Rekomendasi

ads header

Baru

Memahami Hikmah Perang Dalam Sejarah Islam


Kata Islam berasal dari akar kata Salima yang berarti selamat, damai, sentosa. Sedangkan Islam adalah berarti tunduk, patuh, berserah diri, menyerahkan segala urusan hanya kepada Allah SWT, Sang Pemilik, Sang Pencipta Alam Semesta dan segala isinya, agar tercapai keselamatan dan kedamaian di muka bumi. Oleh karenanya perintah utama yang disampaikan oleh seluruh Nabi dan Rasul kepada umat manusia sejak zaman nabi Adam as hingga Rasulullah Muhammad SAW sebagai nabi akhir zaman, tidak pernah berubah yaitu memurnikan ketundukkan, penyembahan dan penghambaan hanya kepada-Nya, tidak ada yang selain-Nya. Ini adalah ajaran Tauhid.

Jadi sesungguhnya semua agama yang diturunkan melalui perantaraan para Nabi dan Rasul pada dasarnya adalah satu, yaitu Islam. Yang berbeda hanyalah syariat, cara penyembahan, yang sesuai dengan zaman dimana Sang Rasul diturunkan ditengah masyarakatnya.

Yang disebut Islam yang dikenal sekarang ini adalah agama Islam yang diturunkan melalui Rasulullah Muhammad SAW 14 abad silam dengan kitabnya Al-Qur’an. Didalam kitab ini diterangkan bahwa Muhammad SAW adalah nabi penutup yang diutus untuk seluruh umat yang ada di dunia ini. Allah SWT tidak akan mengutus lagi seorangpun Nabi maupun Rasul setelah itu. Artinya syariat yang dikehendaki dan diridhoi setelah adanya ajaran Muhammad SAW hingga akhir zaman nanti hanyalah ajaran yang dibawanya tersebut. Sedangkan ajaran dan syariat yang dibawa para Nabi dan Rasul terdahulu hanya berlaku untuk masa yang telah lalu dan umat tertentu pula.

Para Nabi dan Rasul ini mengajarkan bahwa dibalik kehidupan di dunia ini terdapat kehidupan akhirat. Semua kitab yang dibawa para utusan tersebut menerangkan hal ini dengan sangat jelas.

”dan mereka yang beriman kepada Kitab (Al Qur’an) yang telah diturunkan kepadamu dan Kitab-kitab yang telah diturunkan sebelummu, serta mereka yakin akan adanya (kehidupan) akhirat. Mereka itulah yang tetap mendapat petunjuk dari Tuhan mereka, dan merekalah orang-orang yang beruntung”.  (QS.Al-Baqarah[2]:4-5).
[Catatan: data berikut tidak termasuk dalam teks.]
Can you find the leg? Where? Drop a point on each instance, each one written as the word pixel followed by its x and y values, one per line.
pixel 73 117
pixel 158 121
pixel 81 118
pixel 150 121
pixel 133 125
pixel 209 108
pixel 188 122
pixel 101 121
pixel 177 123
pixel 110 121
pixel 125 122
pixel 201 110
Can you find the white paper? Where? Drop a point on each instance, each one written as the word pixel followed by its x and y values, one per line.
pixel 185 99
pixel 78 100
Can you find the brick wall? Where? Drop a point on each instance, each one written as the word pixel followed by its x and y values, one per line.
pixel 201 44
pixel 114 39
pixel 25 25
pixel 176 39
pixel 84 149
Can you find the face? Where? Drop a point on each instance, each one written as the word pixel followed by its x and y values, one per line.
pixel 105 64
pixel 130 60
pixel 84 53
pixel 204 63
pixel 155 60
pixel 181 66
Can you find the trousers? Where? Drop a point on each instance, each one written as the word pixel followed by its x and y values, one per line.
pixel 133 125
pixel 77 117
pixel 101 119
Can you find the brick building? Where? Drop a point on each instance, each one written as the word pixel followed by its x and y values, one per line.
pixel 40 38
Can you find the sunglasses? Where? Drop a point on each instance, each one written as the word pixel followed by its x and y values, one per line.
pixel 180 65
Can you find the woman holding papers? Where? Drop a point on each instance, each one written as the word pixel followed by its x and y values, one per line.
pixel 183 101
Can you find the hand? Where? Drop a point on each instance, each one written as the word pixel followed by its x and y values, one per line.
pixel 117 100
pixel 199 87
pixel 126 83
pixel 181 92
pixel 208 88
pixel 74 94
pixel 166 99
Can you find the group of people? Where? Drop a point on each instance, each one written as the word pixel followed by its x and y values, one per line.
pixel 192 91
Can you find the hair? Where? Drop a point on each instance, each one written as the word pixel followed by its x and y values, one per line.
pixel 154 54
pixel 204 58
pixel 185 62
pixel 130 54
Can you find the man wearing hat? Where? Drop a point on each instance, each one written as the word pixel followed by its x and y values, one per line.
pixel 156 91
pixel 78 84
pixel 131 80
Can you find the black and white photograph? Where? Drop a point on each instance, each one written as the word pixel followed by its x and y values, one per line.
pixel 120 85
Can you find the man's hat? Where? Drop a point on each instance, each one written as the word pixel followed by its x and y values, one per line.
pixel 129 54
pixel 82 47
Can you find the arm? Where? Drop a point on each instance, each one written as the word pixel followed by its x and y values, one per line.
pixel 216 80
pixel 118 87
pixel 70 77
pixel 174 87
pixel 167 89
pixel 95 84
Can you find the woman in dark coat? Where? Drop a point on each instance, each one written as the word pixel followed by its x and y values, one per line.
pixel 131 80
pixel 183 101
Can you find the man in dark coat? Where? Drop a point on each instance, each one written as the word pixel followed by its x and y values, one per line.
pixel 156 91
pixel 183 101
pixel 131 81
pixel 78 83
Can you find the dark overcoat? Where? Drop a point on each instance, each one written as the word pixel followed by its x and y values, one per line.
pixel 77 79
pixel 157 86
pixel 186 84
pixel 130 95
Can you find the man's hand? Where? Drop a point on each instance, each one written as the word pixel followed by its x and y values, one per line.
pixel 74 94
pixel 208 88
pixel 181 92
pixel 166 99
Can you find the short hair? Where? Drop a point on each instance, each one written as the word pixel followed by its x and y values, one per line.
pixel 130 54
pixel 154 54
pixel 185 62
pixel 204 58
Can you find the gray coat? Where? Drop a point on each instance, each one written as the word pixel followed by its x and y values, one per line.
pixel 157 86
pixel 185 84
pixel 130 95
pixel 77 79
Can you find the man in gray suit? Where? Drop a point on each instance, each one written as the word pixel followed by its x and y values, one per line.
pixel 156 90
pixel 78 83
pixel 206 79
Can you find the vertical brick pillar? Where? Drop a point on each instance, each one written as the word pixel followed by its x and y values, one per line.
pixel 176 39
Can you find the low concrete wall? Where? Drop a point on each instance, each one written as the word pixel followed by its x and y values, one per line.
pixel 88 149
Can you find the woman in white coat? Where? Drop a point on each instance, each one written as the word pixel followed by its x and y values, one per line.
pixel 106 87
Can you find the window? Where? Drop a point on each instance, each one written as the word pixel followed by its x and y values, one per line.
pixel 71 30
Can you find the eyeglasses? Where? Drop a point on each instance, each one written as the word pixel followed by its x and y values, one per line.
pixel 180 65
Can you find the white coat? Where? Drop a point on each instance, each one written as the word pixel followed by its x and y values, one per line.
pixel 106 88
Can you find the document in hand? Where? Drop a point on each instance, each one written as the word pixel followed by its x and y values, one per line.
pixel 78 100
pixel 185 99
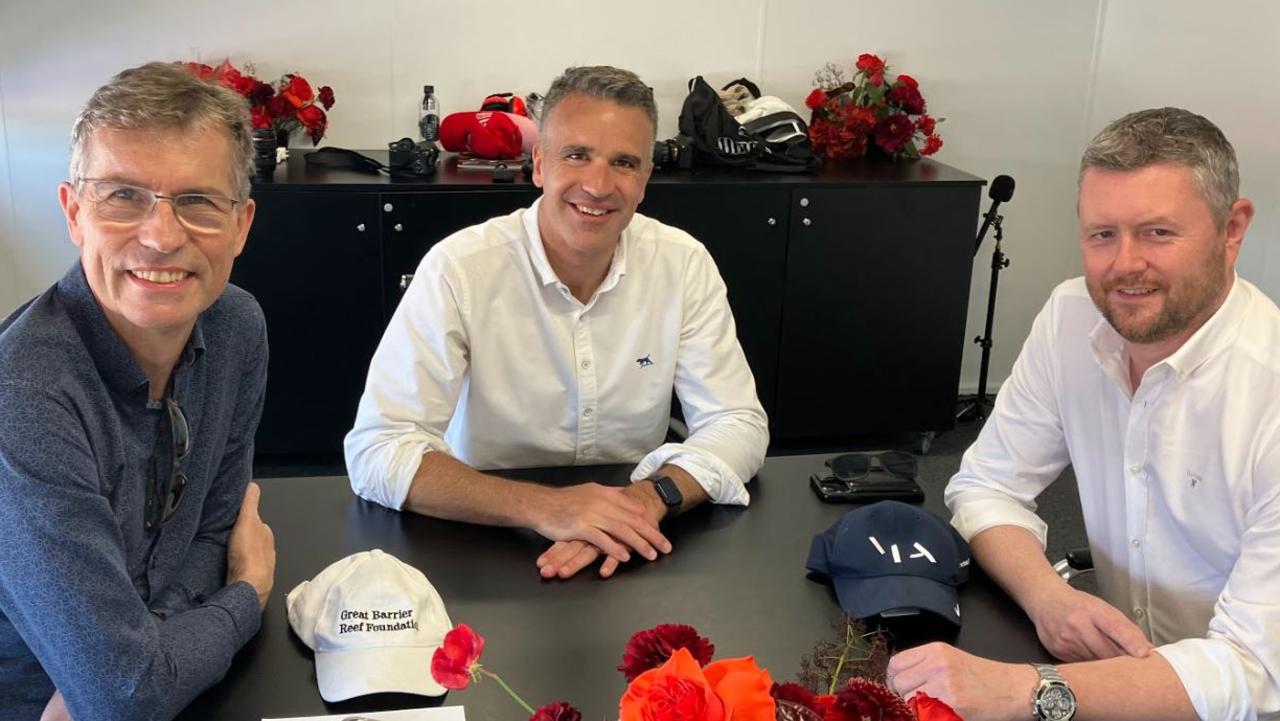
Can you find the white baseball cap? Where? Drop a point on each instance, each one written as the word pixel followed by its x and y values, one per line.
pixel 373 623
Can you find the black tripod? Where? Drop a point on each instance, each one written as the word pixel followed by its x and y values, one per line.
pixel 1001 191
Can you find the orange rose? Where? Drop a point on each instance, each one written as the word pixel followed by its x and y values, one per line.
pixel 734 689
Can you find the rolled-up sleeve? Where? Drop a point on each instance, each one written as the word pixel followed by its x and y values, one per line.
pixel 1020 450
pixel 412 388
pixel 728 432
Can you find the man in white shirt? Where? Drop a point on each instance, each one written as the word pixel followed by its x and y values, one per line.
pixel 1156 377
pixel 554 336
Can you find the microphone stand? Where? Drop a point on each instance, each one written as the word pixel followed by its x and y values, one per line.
pixel 978 406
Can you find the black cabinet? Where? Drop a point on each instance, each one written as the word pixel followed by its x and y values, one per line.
pixel 314 260
pixel 849 287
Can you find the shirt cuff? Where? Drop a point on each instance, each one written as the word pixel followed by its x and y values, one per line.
pixel 1214 675
pixel 241 603
pixel 718 480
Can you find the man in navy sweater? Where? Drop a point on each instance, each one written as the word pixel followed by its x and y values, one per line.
pixel 133 564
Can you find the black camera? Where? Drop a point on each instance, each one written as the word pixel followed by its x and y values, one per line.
pixel 408 159
pixel 673 153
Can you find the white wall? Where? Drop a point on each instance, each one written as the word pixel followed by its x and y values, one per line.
pixel 1023 85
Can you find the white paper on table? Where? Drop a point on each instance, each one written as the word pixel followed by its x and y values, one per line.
pixel 438 713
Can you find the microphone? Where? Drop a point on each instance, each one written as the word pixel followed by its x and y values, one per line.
pixel 1001 191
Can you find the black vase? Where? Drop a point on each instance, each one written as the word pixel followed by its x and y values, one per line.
pixel 264 153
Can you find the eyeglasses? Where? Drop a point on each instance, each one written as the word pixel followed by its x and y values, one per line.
pixel 856 466
pixel 123 202
pixel 163 502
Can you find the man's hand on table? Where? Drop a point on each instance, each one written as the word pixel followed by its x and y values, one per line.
pixel 567 557
pixel 976 688
pixel 251 548
pixel 1078 626
pixel 590 520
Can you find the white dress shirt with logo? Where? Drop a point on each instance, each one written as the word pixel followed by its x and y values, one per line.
pixel 490 359
pixel 1178 479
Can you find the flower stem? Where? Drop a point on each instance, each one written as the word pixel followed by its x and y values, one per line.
pixel 508 689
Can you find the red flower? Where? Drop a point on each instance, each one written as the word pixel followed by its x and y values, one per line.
pixel 557 711
pixel 260 117
pixel 926 124
pixel 863 698
pixel 873 67
pixel 314 121
pixel 908 99
pixel 297 90
pixel 928 708
pixel 325 96
pixel 894 132
pixel 794 693
pixel 455 661
pixel 653 647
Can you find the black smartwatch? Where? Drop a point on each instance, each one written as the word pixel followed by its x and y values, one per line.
pixel 668 492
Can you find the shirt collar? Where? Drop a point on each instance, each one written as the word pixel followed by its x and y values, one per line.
pixel 543 267
pixel 1215 336
pixel 110 355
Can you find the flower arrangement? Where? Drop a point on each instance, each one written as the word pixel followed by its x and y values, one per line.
pixel 672 676
pixel 849 118
pixel 284 106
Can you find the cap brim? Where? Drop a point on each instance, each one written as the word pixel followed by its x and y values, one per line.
pixel 862 598
pixel 347 674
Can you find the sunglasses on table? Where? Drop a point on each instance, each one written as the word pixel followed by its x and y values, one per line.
pixel 165 484
pixel 856 466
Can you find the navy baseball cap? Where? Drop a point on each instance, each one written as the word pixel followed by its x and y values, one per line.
pixel 892 557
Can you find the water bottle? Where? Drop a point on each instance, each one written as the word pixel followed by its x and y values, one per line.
pixel 429 115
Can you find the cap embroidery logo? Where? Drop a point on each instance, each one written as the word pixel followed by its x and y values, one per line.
pixel 922 552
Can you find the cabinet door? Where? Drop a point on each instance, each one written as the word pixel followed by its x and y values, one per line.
pixel 314 263
pixel 745 229
pixel 874 309
pixel 415 222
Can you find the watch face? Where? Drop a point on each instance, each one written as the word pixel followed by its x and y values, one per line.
pixel 1056 703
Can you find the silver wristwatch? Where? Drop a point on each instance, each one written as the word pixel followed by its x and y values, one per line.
pixel 1054 698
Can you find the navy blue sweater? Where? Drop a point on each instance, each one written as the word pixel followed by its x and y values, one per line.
pixel 128 624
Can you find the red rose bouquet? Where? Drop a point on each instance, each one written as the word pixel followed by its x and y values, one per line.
pixel 284 106
pixel 671 676
pixel 849 118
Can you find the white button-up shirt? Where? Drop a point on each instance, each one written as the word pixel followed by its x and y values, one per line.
pixel 490 357
pixel 1178 479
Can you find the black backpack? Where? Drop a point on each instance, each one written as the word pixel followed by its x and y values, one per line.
pixel 720 140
Ironisnya, kehidupan akhirat ini jauh lebih kekal daripada kehidupan dunia. Dan kehidupan akhirat terbagi dua, yaitu surga dan neraka. Surga adalah kehidupan yang menyenangkan dan penuh kenikmatan sebaliknya neraka adalah kehidupan yang penuh kesengsaraan, penuh siksaan dan penderitaan. Celakanya lagi, kehidupan dunia inilah yang menentukan kehidupan akhirat nanti, tentu saja atas izin-Nya.
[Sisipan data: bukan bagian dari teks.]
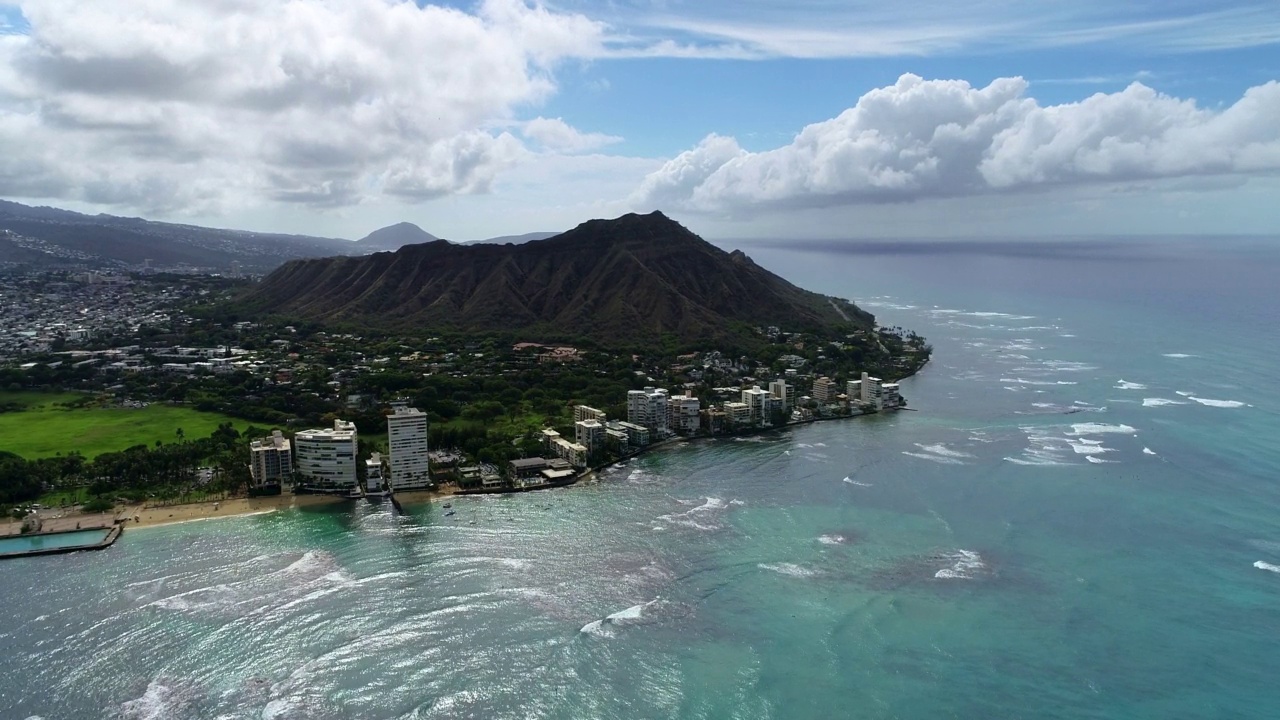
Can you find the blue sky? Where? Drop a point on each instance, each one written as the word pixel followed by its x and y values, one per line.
pixel 739 118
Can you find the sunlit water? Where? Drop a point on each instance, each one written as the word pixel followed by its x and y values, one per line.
pixel 1080 520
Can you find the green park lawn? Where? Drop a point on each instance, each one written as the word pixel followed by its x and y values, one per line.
pixel 44 429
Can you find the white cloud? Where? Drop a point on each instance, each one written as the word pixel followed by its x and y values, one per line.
pixel 872 28
pixel 942 139
pixel 164 105
pixel 558 136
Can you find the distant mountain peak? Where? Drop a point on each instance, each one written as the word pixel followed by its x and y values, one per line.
pixel 630 279
pixel 393 237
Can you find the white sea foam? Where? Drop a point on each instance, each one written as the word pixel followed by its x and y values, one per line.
pixel 598 629
pixel 938 459
pixel 787 569
pixel 1086 447
pixel 1100 428
pixel 632 613
pixel 964 565
pixel 700 518
pixel 1216 402
pixel 158 702
pixel 942 450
Maha Suci Allah, Ia tidak menginginkan hambanya masuk neraka. Sesungguhnya neraka dan siksaan yang ditunjukkannya hanyalah ancaman dan peringatan agar hamba-Nya berhati-hati dalam menjalani kehidupan dunianya, agar ia tidak tersesat dengan hanya mengikuti hawa nafsu serta menuruti godaan syaitan terkutuk. Untuk itulah Ia mengutus para Nabi dan Rasul lengkap dengan Kitab Petunjuknya. Dan untuk itu pula Allah SWT memerintahkan para utusan-Nya untuk memerangi hamba-hamba-Nya yang tersesat, bila mereka tidak mau dan tidak bisa didakwahi secara baik-baik. Itu semua demi keselamatan hamba yang dicintai-Nya dari siksa neraka yang sangat mengerikan!
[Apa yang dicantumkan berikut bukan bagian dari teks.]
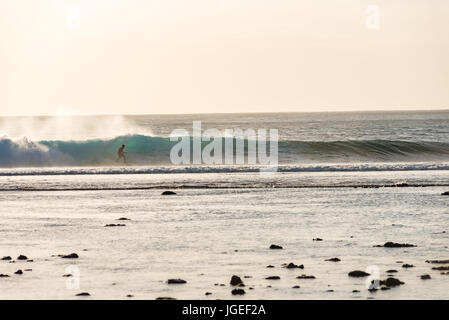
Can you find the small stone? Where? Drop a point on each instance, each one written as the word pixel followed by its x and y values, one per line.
pixel 238 291
pixel 176 281
pixel 441 268
pixel 396 245
pixel 291 265
pixel 83 294
pixel 236 281
pixel 333 259
pixel 391 282
pixel 438 261
pixel 358 274
pixel 303 276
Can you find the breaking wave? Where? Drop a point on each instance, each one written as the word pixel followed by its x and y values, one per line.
pixel 147 150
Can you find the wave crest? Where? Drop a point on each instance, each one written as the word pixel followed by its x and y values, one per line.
pixel 148 150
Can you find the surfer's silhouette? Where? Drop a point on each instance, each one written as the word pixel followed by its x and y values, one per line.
pixel 121 154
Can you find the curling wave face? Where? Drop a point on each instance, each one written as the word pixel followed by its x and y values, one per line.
pixel 150 151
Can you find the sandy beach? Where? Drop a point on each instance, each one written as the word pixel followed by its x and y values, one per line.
pixel 206 236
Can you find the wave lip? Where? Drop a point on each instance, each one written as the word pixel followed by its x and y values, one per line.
pixel 145 150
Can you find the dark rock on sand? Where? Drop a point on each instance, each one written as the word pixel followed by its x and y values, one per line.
pixel 401 184
pixel 176 281
pixel 390 282
pixel 291 265
pixel 358 274
pixel 236 281
pixel 83 294
pixel 303 276
pixel 396 245
pixel 441 268
pixel 438 261
pixel 333 259
pixel 238 291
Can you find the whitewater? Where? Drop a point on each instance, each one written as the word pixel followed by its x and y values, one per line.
pixel 308 142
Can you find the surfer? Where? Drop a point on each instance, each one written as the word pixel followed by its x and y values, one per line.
pixel 121 153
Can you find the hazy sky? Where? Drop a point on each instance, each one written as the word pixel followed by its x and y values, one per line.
pixel 189 56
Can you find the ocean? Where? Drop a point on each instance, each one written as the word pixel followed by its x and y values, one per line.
pixel 352 179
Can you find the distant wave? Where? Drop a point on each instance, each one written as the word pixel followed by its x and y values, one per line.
pixel 147 150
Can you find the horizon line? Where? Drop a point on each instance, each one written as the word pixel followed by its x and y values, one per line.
pixel 225 113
Rasulullah SAW berdakwah di Makkah secara sembunyi-sembunyi 3 tahun lamanya. Setelah itu turun ayat agar beliau berdakwah secara terang-terangan. Namun ajakannya menuju kebaikan, menuju penyembahan Tauhid yang benar, tidak disambut dengan baik. Sebaliknya Rasulullah dan para sahabat malah diejek, dilecehkan dan dianiaya. Sejumlah sahabat seperti Sumayyah dan suaminya disiksa kemudian dibunuh. Siksaan demi siksaan terus ditingkatkan. Kaum musyrikin yang keras kepala tersebut bahkan melakukan pemboikotan.

Selama 2 atau 3 tahun para sahabat hidup dalam kesulitan baik dalam hal makanan dan minuman maupun berinteraksi dengan dunia luar. Padahal mereka tidak berbuat kejahatan, mereka hanya ingin memurnikan penghambaan dan penyembahan kepada yang berhak. Bahkan Rasulullahpun tidak luput dari ancaman pembunuhan sehingga akhirnya kaum Muslimin terpaksa menuju Madinah meninggalkan kota kelahiran mereka, Makkah, kota dimana mereka mencari nafkah kehidupan.

Namun di kota baru tersebut, kaum Muslimin tetap tidak dapat hidup dengan tenang. Kali ini kaum Yahudi yang banyak menempati wilayah-wilayah tertentu di Madinah, ikut memusuhi kaum Muslimin. Mereka merasa benci dan dengki karena Sang Mesiah, utusan yang dijanjikan dalam kitab mereka, ternyata bukan datang dari kalangan mereka, melainkan dari bangsa Arab yang selama ini mereka lecehkan. Perjanjian Madinah yang isinya antara lain saling menghormati ajaran masing-masingpun mereka langgar. Orang-orang Yahudi ini malah memprovokasi penduduk Makkah dan sekitarnya agar mereka bersatu menyerang dan mengenyahkan ajaran Islam yang baru tumbuh tersebut. Akhirnya muncullah peperangan demi peperangan: Perang Badar, Perang Uhud, Perang Parit, Perang Khaibar dan sebagainya.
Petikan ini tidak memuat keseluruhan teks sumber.